Context
Recently I've done a project which needs to model using Graph data(not image graph, but network graph). A big problem I encountered is how to slice subgraph into model training. An intuitive idea will be like using sparse matrix to slice out the corresponding neighbors for any given node. But due to the constraint of tf.SparseTensor
, which do not support frequent and also efficient slice operation for now, I choose to use csr_matrix
in scipy
to take care of this part.
However, if you know tensorflow well, there will be a bridge between this csr_matrix
and tf.Tensor
running in our model. How can we feed the data into our model efficiently? This turns out to be actually the trickiest part in the whole implementation. We hit the rock at the beginning but thankfully, we make this thing right before our deadline!
Estimator or old-fashioned tf.placeholder?
Well, at the beginning I don't really think through this and go for estimator directly. In hindsight, I set a big big trap for myself later on.
An important thing I'd like to mention here is that Tensorflow follows the implementation of static computational graph. So if you are using tf.estimator
API, and when you call input_fn
and model_fn
, you only construct the graph instead of the traditional view of what input function will do, i.e. feed you one batch of data at each time you call it.
Thus, if you can't fit your data feeding processing into the form of the tf.data.Dataset
or your own generator, you are probably need to give up this way. Whatever you are doing, a quick check whether you get thing right here is that the Tensor
from the moment it gets out of the Dataset
to the return of the input_fn
should follow a complete tensor data flow(Wow surprise!, that's why we call it Tensorflow!!) . You should not use Tensor.eval()

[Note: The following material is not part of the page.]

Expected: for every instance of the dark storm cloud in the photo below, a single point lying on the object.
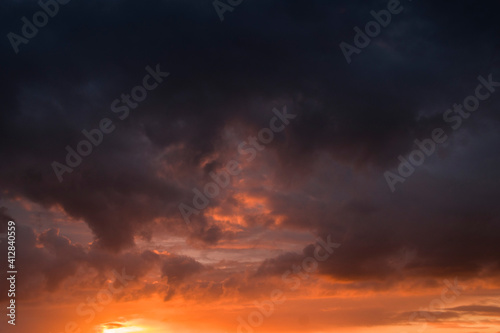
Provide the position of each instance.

to interact with outside data, which in my case is the culprit of the failure.
Eventually, I decided to reconstruct the all training process and use tf.placeholder
instead. Pros are evident, it's much more flexible, we can easily interact with data of format of crs_matrix
and produce corresponding tf.tensor
afterwards. Cons are we need to babysit the training process, which can be taken care of by tf.estimator
previously, like you have to set your tf.global_step
, write your own function to save and load the models, add extra code for continue training and etc.
Takeaway
Before taking this project, I never use the old-fashioned modelling API -- tf.placeholder
. Partly because I picked up tensorflow prettly late, around June 2018, during when people had been propagating the advantages and powerfulness of the tf.estimator
for quite a while. Plus I don't feel there is any necessity to do so. But now I get to know the reason why this approach is still optional even for Tensorflow 1.13, for its super smoothness to be fitted into any form of data pipeline. Thus it's the concrete backup for other sophisticated API, which tends to but could not take care of all circumstances at present.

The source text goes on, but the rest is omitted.